OVERTIME: Why the Change to Ticket Process?

BRENDAN KING | Staff Reporter

Photo By: Amy Street

Photo By: Amy Street

The student ticketing process for Butler men’s basketball games is going to change this fall. The ticketing process will move away from students picking up their tickets at the Hinkle Fieldhouse ticket office. Instead, students will get tickets through online access only, said Lindsay Martin, sports marketing manager.

Moving online only makes the process more complicated.

The system where tickets were available at Hinkle for in-person pick up only lasted one season. As a Butler student who attended nearly every game this season, I can say stopping by Hinkle and getting a ticket was one of the easiest and simplest processes the athletics department could have come up with.

All students had to do was go up to the ticket office, flash their Butler ID, and walk away with tickets for the next two or three home games.

“The process we used this past year was always considered a stop-gap measure,” Martin said. “We needed to address the issues and concerns with the ID-only process immediately.”

But what were the problems with the ID-only process? Martin said student attendance to basketball games increased significantly this season.

Not once did I hear anyone talk badly or request a change in the ticketing process.

On my way to Hinkle to get tickets every week, there were always many students doing the same thing and getting their tickets ahead of time.

Call me old school, but I prefer an actual ticket to take to games instead of a printed out piece of paper that can easily be misplaced or thrown away.

Details of the new plan have not been released or finalized yet. Martin said the plan will be finalized by Welcome Week this August.

This concerns me.

I want to see the online ticketing system succeed. Every student has access to a computer in some way. Students at Butler have access to printers whether they are in dorms or other buildings across campus. Finding the correct technology is not the problem.

The problem I foresee is students forgetting to get tickets in time or  misplacing the paper they printed out.

The Dawg Pound did a nice job of communicating this year with students, reminding us to go to Hinkle and pick up tickets. I know when I got a ticket to an important game that I kept an eye on it and locked it up until game day. If my ticket is simply a piece of paper, it can get thrown out or misplaced.

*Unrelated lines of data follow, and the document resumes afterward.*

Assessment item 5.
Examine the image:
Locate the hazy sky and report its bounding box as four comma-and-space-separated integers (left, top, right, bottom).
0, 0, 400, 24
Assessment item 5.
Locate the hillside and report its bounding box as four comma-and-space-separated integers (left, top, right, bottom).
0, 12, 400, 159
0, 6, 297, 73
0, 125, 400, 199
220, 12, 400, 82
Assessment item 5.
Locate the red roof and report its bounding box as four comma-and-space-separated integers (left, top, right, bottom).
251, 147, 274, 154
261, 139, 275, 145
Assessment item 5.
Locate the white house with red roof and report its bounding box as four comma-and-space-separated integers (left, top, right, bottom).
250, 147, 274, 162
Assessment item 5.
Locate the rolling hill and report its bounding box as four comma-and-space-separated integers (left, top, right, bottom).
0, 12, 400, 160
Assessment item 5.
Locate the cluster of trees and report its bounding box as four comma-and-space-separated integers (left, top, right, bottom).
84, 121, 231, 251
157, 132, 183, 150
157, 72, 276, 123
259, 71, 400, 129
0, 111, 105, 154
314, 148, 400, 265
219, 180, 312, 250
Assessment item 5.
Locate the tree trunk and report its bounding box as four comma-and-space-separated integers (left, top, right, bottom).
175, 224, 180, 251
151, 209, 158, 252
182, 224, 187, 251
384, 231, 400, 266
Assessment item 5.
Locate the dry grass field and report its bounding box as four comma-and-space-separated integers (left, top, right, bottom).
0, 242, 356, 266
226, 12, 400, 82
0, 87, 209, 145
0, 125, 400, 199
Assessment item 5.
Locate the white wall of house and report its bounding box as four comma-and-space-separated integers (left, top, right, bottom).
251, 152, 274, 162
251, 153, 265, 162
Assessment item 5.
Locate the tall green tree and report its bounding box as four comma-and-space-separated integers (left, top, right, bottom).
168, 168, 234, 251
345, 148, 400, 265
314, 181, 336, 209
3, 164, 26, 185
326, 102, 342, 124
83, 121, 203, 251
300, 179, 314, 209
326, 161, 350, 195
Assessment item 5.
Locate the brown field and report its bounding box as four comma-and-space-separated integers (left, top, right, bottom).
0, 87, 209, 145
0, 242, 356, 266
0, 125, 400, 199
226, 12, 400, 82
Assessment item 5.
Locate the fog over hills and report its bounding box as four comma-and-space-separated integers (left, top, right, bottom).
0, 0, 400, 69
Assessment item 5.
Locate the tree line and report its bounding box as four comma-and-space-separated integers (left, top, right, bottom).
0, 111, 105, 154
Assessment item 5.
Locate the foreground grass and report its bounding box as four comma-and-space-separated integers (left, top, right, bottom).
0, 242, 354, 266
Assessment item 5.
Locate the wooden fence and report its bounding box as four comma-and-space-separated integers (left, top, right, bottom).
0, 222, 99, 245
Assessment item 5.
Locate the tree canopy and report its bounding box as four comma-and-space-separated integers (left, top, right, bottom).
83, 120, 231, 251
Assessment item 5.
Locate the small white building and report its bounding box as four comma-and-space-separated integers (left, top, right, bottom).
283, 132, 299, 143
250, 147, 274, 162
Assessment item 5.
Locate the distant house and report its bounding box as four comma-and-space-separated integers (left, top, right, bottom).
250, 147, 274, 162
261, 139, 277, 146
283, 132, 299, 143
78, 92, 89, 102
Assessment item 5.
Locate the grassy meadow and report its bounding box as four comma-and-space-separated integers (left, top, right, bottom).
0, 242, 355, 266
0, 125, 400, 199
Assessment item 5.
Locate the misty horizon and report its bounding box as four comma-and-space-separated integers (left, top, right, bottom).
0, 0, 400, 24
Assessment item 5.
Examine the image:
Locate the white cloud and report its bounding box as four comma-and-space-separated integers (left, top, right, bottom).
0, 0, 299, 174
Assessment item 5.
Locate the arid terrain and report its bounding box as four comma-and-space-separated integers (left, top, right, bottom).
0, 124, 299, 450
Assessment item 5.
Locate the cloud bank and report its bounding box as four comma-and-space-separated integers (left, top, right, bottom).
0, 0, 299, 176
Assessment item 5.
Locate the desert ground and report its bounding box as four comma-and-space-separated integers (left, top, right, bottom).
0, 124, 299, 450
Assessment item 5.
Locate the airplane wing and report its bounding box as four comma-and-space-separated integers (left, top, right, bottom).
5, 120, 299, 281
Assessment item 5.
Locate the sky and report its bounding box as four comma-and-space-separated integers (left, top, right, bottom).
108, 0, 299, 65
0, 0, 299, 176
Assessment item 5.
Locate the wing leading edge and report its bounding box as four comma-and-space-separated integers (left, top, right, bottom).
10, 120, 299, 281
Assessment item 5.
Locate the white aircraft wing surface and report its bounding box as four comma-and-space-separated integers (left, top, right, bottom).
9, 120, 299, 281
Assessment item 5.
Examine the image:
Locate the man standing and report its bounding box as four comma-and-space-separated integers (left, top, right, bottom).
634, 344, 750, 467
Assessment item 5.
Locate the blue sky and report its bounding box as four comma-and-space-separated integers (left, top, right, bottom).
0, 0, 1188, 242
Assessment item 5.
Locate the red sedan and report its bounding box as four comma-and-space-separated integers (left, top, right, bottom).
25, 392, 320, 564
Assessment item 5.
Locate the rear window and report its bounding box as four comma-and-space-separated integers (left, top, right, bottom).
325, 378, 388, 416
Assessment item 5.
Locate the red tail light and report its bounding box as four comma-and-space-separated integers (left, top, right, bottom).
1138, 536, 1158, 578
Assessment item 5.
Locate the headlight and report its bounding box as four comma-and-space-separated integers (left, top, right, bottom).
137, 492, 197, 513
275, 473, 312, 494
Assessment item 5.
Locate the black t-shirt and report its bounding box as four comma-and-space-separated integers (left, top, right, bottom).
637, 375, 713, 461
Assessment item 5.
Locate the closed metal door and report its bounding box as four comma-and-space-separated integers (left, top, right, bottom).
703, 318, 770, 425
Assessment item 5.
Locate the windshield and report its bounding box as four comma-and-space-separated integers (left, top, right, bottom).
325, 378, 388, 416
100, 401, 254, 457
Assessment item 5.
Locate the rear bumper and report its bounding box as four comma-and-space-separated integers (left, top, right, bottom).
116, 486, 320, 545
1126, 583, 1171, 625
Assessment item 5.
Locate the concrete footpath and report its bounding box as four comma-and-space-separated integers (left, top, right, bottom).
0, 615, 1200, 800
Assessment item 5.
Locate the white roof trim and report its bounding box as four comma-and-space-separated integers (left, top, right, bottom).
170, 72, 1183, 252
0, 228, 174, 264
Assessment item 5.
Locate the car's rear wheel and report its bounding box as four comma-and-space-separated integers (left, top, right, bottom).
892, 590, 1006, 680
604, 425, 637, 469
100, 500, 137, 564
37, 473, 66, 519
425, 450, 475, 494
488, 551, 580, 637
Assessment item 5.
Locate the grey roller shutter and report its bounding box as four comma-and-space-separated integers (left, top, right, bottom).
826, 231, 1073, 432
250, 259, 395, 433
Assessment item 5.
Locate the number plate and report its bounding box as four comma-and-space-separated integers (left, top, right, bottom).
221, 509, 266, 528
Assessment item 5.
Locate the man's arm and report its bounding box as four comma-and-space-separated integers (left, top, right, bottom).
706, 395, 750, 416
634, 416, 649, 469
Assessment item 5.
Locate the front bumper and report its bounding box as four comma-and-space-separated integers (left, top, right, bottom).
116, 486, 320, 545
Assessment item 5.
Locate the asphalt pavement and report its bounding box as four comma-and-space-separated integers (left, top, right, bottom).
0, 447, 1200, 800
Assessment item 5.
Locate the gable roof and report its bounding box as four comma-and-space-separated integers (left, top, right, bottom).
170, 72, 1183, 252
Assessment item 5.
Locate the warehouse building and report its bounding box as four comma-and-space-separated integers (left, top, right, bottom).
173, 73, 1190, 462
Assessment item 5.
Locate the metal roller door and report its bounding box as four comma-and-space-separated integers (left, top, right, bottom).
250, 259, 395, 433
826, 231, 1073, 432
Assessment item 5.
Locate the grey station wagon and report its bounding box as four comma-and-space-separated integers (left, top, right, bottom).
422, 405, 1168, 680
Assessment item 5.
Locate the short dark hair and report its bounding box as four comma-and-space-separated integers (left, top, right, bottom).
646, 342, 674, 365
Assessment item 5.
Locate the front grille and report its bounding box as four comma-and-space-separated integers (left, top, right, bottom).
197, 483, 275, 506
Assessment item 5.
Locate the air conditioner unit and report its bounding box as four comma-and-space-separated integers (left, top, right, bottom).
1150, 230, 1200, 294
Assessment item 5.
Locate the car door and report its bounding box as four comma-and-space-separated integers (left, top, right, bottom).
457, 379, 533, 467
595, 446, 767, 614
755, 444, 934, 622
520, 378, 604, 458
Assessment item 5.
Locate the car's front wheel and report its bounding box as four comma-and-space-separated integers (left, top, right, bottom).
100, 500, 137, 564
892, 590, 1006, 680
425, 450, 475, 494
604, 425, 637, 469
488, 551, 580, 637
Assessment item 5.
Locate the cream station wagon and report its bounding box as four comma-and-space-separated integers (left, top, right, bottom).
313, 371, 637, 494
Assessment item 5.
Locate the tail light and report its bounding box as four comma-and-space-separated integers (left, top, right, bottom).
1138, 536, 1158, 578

If the plan has not been finalized, how is the athletics department so confident that it will work? What if student response is negative and attendance drops? If the administrators had the plan and website finalized now, it would make many people—including me—feel a lot more confident about student attendance for next year.

With a growing basketball program that needs student interaction, the students and their support are the biggest factors in this whole process.